The said Pope was a very extraordinary fellow: a slight fair form, pointed features, and eyes that were penetrating, despite their common shade of grey. He was called Champenois, his real name unknown, not more than three-and-twenty, and the Lieutenant of the Chaine said, one of the most talented and extraordinary characters that he had ever met with. He had been the prime mover of the intended insurrection, but without a proof against him, except his universal authority, unusual in so young a thief. His physiognomy was one, which it required not a second look in order to remember for ever.
Another figure struck me, not so much as singular in itself, as in contrast with those around. It struck me as that of an English cabin-boy, a pale, freckled, ill-conditioned lad. On following the calling over of the register in roll, I found my conjecture too true. He was an unfortunate young sailor, a native of England, guilty of some misdemeanour, and by name Aikin. He understood not a word of French, but protested with a shake of his head against his being English; patriotism had in him outlived honesty and self-respect. I spoke to him in English: he wept, but would not reply, puckering up his poor lips in all the agony of his desolate condition. I was glad to remark the humanity with which he had been chained to a prisoner, pensive and downcast like himself.

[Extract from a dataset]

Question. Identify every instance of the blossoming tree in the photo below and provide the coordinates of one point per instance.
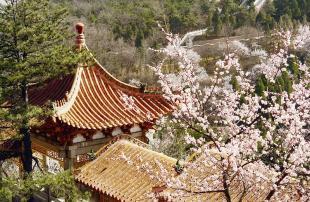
(251, 139)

There were some cases certainly hard; one or two for resisting the gen-d’armerie in a riot at Rouen. To transport a rioter, unless under aggravated circumstances, is grievous enough; but after the revolution of July, that hallowed riot, to make a galley-slave of a brave for resisting the police, must have been at least surprising to him. The tribunal no doubt felt the necessity of severity; and we acknowledged it all in deploring the degradation of these poor devils for an act, which in so many thousand others was, at the moment, extolled to the skies as the acme of heroism. But justice hath her lottery-wheel as well as fortune.
As the last chaine was completing, an ecclesiastic went round to collect money of the visitors. But as there were few, so were the offerings. The convicts at the same time produced the fruits of their ingenuity in straw work-boxes, needle-cases, carved ivory and wood. The guardians, to do them justice, seemed humane.
The bagne at Toulon, the destination of the members of the chaine, was respectably peopled when I visited it some years ago. It contained amongst others, Sarrazin, a famous general, who had deserted to us from Buonaparte, and whose works on the Spanish and other campaigns, are still read with interest. The general had caught the inexcusable habit of marrying a wife in each town wherein he was quartered, and was sent to the gallies for trigintagamy. They boasted a bishop too amongst the convicts at Toulon, a merry little fellow, that bore his fate gaily, and who still contrived to exercise a kind of spiritual supremacy over his unfortunate comrades.